A jugular venipuncture can be performed in a high or low site. The high site can be located by creating an imaginary line along the ventral border of the mandible and dropping an imaginary line vertically down from just in front of the ear. The intersection of these two lines provides a guide for locating the vein. In some animals, a fluid wave may be visualized by occlusion and ballottement of the vein (stroking the vein toward the occluding hand). The skin is thickest at this point, but the jugular vein is separated here from the carotid artery by a muscle, making the likelihood of arterial penetration less at this site than the low neck site (Figure 20-47).
FIGURE 20-47 Blood collection from llama jugular vein. A towel can be draped loosely through the halter on bridge of nose to protect personnel from being spit upon if the animal objects to the procedure.
The low position is located by palpating the ventral projection of the transverse process of the sixth cervical vertebrae (this is close to the thorax and prominent) and occluding the vein just above the transverse process (Figure 20-48). As with the high neck site, ballottement of a fluid wave can help to identify the vein. The skin is thinner at this location, and movement of the head is less of a problem than with the high neck site, but the fiber is thicker. The carotid artery and jugular vein are in close proximity in this area, which increases the chance of arterial penetration.

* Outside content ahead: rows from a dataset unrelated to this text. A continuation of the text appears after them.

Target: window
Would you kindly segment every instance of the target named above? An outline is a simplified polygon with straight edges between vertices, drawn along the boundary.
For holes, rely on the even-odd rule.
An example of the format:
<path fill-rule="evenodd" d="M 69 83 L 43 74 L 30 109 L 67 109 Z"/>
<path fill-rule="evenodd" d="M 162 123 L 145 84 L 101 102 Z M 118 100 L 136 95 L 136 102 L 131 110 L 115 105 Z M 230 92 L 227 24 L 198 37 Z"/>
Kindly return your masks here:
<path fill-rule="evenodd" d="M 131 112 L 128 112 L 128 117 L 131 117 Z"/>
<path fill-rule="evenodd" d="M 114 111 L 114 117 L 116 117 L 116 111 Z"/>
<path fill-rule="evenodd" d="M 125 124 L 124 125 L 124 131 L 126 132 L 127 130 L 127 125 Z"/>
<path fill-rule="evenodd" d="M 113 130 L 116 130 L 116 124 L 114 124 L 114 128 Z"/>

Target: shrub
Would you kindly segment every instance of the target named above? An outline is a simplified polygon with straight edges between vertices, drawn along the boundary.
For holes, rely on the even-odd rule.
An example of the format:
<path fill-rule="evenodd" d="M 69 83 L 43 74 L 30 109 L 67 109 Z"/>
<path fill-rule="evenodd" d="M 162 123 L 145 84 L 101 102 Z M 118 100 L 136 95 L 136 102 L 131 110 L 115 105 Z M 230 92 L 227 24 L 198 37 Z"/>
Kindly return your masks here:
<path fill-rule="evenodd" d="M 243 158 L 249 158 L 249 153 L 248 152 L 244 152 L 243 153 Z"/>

Saphenous Venipuncture: The saphenous vein is superficial and on the medial aspect of the stifle. This vein can be used in recumbent animals. The vein lies in close proximity and cranial to the artery.
Auricular (Ear) Vein: The ear vein can yield small amounts of blood, sufficient for many laboratory tests. Digital pressure is usually sufficient to raise the vein, but if necessary, an elastic band can be wrapped temporarily around the base of the ear, as a tourniquet.
Middle Coccygeal Vein: Located as in cattle, but is more superficial in camelids, just under the skin.
Cephalic Vein: The cephalic vein lies similar in placement to that of dogs and can be accessed in adults when the animal is in sternal recumbency (Kushed position).
Neonatal Camelids (Crias): The common veins used in neonates are the jugular, cephalic, saphenous, and occasionally the ear. The jugular vein is much easier to use in the neonate than the adult because the skin is thin and the jugular vein can be easily distended and visualized (Figure 20-49).